Dynamic content is fraught with threat. A site based completely on static content, that is, including only static HTML pages, will not be vulnerable to attacks on scripts because it has no scripts. By definition, a static system doesn't respond to changes in external conditions; therefore, it has a documented response.

However, you shouldn't think that a static site is invulnerable to all types of attacks. For example, it is possible for a malicious person to attack the site through other services, such as vulnerabilities in other Web sites that are physically located on the same server but are components of another system. In addition, attacks on the Web server are possible. In this book, I describe only Web attacks, that is, attacks on scripts and applications accessible using HTTP.

So, dynamic content is the origin of all holes in Web applications. One obvious solution to the problem could involve abandoning dynamics in the Web. However, the contemporary Web would be impossible without dynamics. Forums, guest books, newsgroups, and so on, would be missing from the Web. Therefore, you need to write secure Web applications and scripts and stable systems.

Stable Systems



Definition

A stable system is a system with a documented response to any change in external conditions.

It appears that this definition, which I learned as a student, is a clue to writing secure Web applications. A system can work well in normal conditions.

Messages will be added to a forum, a search in a database will return results, and so on. What's more, the system will pass all tests for functioning in normal conditions, that is, in conditions, in which a user doesn't interfere between the browser and the server but just clicks links and sends forms with valid data. In such conditions, the system will work well.

As you can see, interaction between a user and a system, or, in other words, changing the external conditions of the system, can be of two types.

The first type is valid HTTP requests that agree with common sense. For example, digits are used to specify an ID in a database, and letters are used to specify a person's name when searching in a database.



Definition

An HTTP request is a data set sent by a client to a Web server in accordance with HTTP. The data contain the address of the requested script, the server name, and, possibly, parameters such as GET, POST, and COOKIE. In addition, the client can send some secondary data as header fields.

It is recommended that you test the system's behavior in a situation, in which a user examines the HTML code received from the Web server and sends abnormal requests, for example, enters invalid data into form fields.

Consider a few examples.

The script http://localhost/1/1.php returns a person's name stored in a database with an ID. The ID is sent as a GET parameter with the name id.

The system will normally respond to valid ID values:

  • http://localhost/1/1.php?id=1

  • http://localhost/1/1.php?id=2

  • http://localhost/1/1.php?id=100

Therefore, you could say the system works correctly. To be more precise, it correctly responds to correct requests.

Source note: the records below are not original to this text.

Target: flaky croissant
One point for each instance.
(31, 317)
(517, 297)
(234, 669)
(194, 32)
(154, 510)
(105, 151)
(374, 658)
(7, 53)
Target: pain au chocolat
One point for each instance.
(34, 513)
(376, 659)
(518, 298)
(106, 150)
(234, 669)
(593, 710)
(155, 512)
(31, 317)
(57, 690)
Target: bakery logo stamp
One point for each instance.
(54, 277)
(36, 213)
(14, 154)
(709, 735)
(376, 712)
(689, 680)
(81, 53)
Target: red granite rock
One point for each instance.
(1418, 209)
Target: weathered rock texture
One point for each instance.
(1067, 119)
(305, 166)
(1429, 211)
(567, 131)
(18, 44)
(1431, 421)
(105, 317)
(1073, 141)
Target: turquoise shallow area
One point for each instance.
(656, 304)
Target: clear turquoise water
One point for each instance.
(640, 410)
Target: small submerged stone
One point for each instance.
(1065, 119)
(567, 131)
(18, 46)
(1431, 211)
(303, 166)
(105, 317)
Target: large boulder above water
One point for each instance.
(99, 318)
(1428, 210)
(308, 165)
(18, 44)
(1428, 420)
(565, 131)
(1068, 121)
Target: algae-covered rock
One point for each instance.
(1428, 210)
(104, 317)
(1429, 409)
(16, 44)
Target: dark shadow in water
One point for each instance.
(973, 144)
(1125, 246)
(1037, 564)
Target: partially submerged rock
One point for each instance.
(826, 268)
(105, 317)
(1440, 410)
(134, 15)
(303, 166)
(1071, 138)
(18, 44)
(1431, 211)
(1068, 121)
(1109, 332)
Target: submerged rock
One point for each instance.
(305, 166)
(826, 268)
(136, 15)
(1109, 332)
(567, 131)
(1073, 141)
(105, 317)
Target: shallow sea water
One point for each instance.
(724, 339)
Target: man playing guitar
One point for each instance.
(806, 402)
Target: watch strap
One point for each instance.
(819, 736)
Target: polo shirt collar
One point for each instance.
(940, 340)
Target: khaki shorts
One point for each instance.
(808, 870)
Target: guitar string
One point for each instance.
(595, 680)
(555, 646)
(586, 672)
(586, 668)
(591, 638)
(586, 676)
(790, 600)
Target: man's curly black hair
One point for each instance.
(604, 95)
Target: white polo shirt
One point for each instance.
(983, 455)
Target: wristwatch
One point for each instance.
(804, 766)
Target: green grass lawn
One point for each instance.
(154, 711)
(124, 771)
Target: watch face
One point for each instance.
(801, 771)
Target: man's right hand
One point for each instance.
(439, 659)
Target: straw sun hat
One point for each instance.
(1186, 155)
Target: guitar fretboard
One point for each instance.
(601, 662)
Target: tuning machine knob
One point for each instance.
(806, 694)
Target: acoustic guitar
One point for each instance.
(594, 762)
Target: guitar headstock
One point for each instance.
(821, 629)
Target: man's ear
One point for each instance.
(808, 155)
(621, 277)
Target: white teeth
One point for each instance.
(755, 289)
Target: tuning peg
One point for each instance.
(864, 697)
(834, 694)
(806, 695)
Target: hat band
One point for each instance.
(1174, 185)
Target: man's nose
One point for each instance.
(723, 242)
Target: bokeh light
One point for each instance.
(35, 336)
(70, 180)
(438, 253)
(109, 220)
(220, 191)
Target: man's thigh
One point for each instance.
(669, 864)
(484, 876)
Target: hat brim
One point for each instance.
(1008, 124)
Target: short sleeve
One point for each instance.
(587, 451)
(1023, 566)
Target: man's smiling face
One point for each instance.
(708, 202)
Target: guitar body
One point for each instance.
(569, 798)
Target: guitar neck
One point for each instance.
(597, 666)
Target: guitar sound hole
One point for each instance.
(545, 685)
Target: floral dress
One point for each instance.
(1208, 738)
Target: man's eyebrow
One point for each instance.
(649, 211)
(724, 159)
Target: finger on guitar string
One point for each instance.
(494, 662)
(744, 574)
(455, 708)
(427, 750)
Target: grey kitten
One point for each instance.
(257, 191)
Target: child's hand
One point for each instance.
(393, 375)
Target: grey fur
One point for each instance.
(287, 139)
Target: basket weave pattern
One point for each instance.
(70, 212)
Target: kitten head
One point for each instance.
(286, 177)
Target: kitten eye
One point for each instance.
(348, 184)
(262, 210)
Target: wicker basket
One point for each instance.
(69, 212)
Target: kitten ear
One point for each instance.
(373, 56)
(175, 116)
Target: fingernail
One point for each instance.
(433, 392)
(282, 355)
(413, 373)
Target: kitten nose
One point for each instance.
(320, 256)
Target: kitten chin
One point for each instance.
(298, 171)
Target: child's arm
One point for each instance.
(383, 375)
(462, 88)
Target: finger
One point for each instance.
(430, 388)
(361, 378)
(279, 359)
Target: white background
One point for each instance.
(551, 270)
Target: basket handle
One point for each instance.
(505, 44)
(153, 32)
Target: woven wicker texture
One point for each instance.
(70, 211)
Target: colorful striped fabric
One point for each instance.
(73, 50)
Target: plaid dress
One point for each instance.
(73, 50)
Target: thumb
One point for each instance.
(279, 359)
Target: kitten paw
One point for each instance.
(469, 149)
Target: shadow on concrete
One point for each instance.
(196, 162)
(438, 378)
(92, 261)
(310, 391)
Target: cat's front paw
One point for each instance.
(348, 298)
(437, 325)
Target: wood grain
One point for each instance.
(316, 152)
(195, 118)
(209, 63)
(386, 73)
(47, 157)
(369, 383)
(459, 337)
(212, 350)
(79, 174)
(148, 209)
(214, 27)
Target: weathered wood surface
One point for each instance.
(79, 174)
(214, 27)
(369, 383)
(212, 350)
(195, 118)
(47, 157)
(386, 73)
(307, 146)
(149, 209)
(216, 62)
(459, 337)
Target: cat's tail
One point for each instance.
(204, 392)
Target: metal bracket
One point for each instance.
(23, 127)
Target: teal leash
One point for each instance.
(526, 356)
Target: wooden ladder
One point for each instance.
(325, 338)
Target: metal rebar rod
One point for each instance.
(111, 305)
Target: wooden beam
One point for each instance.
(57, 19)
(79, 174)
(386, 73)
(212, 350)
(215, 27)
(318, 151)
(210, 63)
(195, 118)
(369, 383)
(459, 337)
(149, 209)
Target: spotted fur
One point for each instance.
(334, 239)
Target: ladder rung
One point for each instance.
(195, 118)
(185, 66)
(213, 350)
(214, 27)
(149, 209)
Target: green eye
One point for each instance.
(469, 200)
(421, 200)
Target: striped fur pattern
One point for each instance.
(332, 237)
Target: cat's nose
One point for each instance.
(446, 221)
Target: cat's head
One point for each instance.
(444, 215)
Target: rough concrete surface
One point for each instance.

In this example, you can see that a request without parameters causes a field to appear, into which you should enter a person's ID. If you enter an integer, you'll see either the person's name or the message telling you that no record was found.

This is an implementation of a simple procedure of retrieving information from the simplest database, a table with two columns: integer id (a person's ID) and string name (his or her name).

How will this script behave in other conditions? What will happen if somebody enters data other than an integer into the ID field? The documentation to the system doesn't describe the system's response. You could expect the system to detect the invalid ID and return an error message. However, you should test it.

Try http://localhost/1/1.php?id=a, and you'll see the following message:

   Warning: mysql_fetch_object(): supplied argument is not a valid MySQL

result resource in x:\localhost\1\1.php on line 15



No records were found.



You might be wondering what this means, how an attacker can use this information, and how you should defend your system. I'll comprehensively explain these issues in subsequent chapters.

This warning message shows that the system improperly responds to an ID that isn't an integer.

Consider another example.

The script http://localhost/1/2.php produces almost the same result as the first one, but it looks for a name in a file rather than in a database. The file name is an ID with the TXT extension.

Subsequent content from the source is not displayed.